Let $[a,b]$ be an interval in real line . Given any function $f:[a,b]\to \mathbb R$ and set $A \subseteq [a,b]$ of size $n+1$, there exists a unique polynomial $p_{f,A,n}(x)$ of degree $n$ such that $f(a)=p_{f,A,n}(a),\forall a\in A$. Such a polynomial is called the interpolating polynomial of $f$ with nodes $A$. Due to this, given $A\subseteq [a,b]$ with $n+1=|A|$, we can consider a linear map $X_{A,n} : C[a,b]\to C[a,b]$ such that $X_{A,n}(f)=p_{A,f,n}$ . Then $X_{A,n}$ is a continuous map and also a projection i.e. $X^2_{A,n}=X_{A,n}$. It can be shown that there is a constant $c$ such that $||X_{A,n}||_{\infty} \ge c \ln (n)$ for any set $A\subseteq [a,b]$ of size $n+1$, where $||.||_{\infty}$ is the $L^{\infty}$ operator norm induced from the $L^{\infty}$ norm on $C[a,b]$. Since $(C[a,b],||.||_{\infty})$ is a Banach space, it follows from Uniform boundedness principle, that given any sequence of subsets $\{A_n\}_{n=1}^\infty$ of $[a,b]$ with each $A_n$ having size $n+1$, $\exists f\in C[a,b]$ such that $||X_{A_n,n}(f) - f||_{\infty} $ does not converge to $0$.

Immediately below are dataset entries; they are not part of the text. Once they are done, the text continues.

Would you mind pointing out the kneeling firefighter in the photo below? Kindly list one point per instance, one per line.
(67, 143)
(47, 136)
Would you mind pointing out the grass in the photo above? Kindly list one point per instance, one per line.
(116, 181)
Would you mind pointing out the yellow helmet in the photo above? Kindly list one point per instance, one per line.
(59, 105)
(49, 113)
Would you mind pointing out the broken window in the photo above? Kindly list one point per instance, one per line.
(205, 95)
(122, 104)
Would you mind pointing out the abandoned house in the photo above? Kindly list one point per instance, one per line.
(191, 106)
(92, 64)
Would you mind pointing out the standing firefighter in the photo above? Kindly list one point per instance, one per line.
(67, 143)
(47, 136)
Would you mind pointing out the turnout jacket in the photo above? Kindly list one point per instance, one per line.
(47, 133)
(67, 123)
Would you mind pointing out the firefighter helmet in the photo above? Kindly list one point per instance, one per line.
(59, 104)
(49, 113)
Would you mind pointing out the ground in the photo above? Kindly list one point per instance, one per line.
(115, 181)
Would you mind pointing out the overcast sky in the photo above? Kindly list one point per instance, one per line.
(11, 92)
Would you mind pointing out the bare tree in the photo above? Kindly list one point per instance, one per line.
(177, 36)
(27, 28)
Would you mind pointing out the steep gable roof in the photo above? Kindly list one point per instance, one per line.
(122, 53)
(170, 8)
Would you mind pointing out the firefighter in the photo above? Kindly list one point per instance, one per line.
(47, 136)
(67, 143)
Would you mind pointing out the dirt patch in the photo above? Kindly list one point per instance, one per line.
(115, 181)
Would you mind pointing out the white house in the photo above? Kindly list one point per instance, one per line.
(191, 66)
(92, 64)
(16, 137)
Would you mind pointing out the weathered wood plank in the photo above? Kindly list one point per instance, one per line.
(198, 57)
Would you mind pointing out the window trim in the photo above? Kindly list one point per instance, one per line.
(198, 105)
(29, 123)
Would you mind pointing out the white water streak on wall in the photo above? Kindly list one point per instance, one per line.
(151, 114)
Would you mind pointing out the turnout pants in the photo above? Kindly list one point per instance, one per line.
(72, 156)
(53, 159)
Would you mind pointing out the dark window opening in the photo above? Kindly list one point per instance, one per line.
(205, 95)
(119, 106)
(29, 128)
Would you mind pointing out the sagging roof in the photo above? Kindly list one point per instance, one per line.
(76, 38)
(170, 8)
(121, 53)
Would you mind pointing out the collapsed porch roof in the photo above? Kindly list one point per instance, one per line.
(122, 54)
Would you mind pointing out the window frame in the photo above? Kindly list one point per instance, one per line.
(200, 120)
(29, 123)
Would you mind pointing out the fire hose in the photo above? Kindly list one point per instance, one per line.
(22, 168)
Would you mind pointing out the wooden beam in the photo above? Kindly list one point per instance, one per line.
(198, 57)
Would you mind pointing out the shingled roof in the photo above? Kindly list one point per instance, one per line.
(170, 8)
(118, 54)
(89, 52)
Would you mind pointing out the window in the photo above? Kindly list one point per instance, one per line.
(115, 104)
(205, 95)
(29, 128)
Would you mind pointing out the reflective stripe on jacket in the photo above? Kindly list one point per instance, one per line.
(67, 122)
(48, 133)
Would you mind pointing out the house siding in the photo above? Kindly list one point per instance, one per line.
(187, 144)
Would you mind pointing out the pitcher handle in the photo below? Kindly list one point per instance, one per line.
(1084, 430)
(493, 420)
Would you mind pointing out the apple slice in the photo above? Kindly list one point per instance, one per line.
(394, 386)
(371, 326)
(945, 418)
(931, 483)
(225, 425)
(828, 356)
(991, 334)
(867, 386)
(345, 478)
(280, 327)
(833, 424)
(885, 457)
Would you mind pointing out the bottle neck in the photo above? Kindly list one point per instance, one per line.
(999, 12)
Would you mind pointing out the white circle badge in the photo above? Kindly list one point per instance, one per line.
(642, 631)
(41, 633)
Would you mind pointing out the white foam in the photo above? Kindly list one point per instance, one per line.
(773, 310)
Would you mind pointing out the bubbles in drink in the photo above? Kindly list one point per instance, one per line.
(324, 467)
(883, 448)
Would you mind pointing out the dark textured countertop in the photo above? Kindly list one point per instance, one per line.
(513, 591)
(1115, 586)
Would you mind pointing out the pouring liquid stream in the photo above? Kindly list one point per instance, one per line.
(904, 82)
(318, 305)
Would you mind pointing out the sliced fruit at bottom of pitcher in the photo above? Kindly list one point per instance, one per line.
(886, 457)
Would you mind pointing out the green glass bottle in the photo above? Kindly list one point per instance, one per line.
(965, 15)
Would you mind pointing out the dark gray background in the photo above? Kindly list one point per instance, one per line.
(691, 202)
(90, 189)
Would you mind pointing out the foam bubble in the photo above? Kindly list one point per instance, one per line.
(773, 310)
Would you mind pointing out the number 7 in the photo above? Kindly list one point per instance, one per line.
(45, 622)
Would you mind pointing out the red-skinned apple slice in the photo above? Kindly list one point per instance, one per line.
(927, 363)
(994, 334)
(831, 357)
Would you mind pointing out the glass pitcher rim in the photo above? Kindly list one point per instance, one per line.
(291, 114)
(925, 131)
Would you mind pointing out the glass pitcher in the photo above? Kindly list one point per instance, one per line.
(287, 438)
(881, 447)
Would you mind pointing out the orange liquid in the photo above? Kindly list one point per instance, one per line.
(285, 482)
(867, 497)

This can be rephrased as: Given any sequence $\{A_n\}_{n=1}^\infty$ of subsets of $[a,b]$, with each $A_n$ of size $n+1$, there exists a continuous function $f$ on $[a,b]$ such that the sequence of interpolating polynomials $p_{f,A_n,n}(x)$ doesn't converge to $f$ uniformly on $C[a,b]$.
My question is the following: Does there exist a $p\in [1,\infty)$ such that the following holds: There exists a sequence $\{A_n\}_{n=1}^\infty$ of subsets of $[0,1]$, with each $A_n$ of size $n+1$, such that for every continuous function $f$ on $[0,1]$ , the sequence of interpolating polynomials $p_{f,A_n,n}(x)$ converge to $f$ in $p$-norm, on $[0,1]$ i.e. $||X_{A_n,n}(f)-f||_p\to 0,\forall f \in C[0,1]$ ?